SR: During the height of the first wave, when the whole world was stuck at home, I would not say that being productive was a big focus for me, except for some self-portraits that I produced which I am quite fond of.
Berlin handled that first wave really well, so as we became social again around May (despite closed clubs), fun returned to the city, be it in outdoor park raves or house gatherings. I documented a lot of these moments and produced images that I am proud of – they were the main content of the two zines I released in July, non essential #1 and #2.
CB: What are you working on next?
SR: I just released my second book of photography, titled Lust Surrender. I am super proud of it, I think it’s many steps above my first book from 2018, Another Excess. It’s telling a lot of stories, most of them personal. So the next period will mostly be about promoting the book to the world.

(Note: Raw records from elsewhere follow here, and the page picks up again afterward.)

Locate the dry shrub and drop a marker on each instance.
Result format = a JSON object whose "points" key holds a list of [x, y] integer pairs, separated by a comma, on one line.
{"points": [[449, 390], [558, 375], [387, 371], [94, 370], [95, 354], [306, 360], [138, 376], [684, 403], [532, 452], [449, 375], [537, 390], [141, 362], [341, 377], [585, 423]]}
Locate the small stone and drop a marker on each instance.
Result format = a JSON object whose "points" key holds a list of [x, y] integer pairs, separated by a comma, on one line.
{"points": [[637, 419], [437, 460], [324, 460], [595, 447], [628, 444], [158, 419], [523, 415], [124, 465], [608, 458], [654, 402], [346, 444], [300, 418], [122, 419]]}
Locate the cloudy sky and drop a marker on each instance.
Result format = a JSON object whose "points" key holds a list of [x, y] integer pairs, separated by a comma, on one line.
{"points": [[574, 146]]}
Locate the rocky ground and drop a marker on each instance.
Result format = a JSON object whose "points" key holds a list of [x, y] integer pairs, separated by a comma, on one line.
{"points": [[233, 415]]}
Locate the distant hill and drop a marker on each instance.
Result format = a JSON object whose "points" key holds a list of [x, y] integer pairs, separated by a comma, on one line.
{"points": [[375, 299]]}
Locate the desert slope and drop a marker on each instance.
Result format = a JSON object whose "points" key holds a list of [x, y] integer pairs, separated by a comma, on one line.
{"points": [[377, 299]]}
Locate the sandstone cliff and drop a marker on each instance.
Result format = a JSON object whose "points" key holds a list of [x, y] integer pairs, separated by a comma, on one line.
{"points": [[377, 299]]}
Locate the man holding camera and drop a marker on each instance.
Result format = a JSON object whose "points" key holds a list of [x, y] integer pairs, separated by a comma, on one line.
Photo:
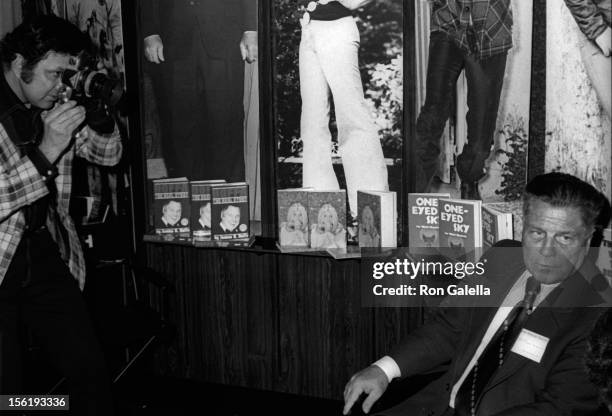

There are a few exhibitions and group shows planned, but as the second wave prepares to hit, I don’t take anything for granted. I will probably release a couple of new zines in November to complete the non essential series for 2020.
CB: Thank you for giving me some serious summer FOMO through your work! Once we can travel again, I hope to travel back to Europe and perhaps I may just see you around Berlin or Teufelssee lake (if I’m lucky).
SR: It’s hard to miss me – I’m everywhere!
This article first appeared in Archer Magazine #15, the FRIENDSHIP issue.
Christopher Boševski is a Melbourne-based graphic designer and hybrid creative working on the land of the Wurundjeri peoples. He has been Archer Magazine’s layout designer since 2016.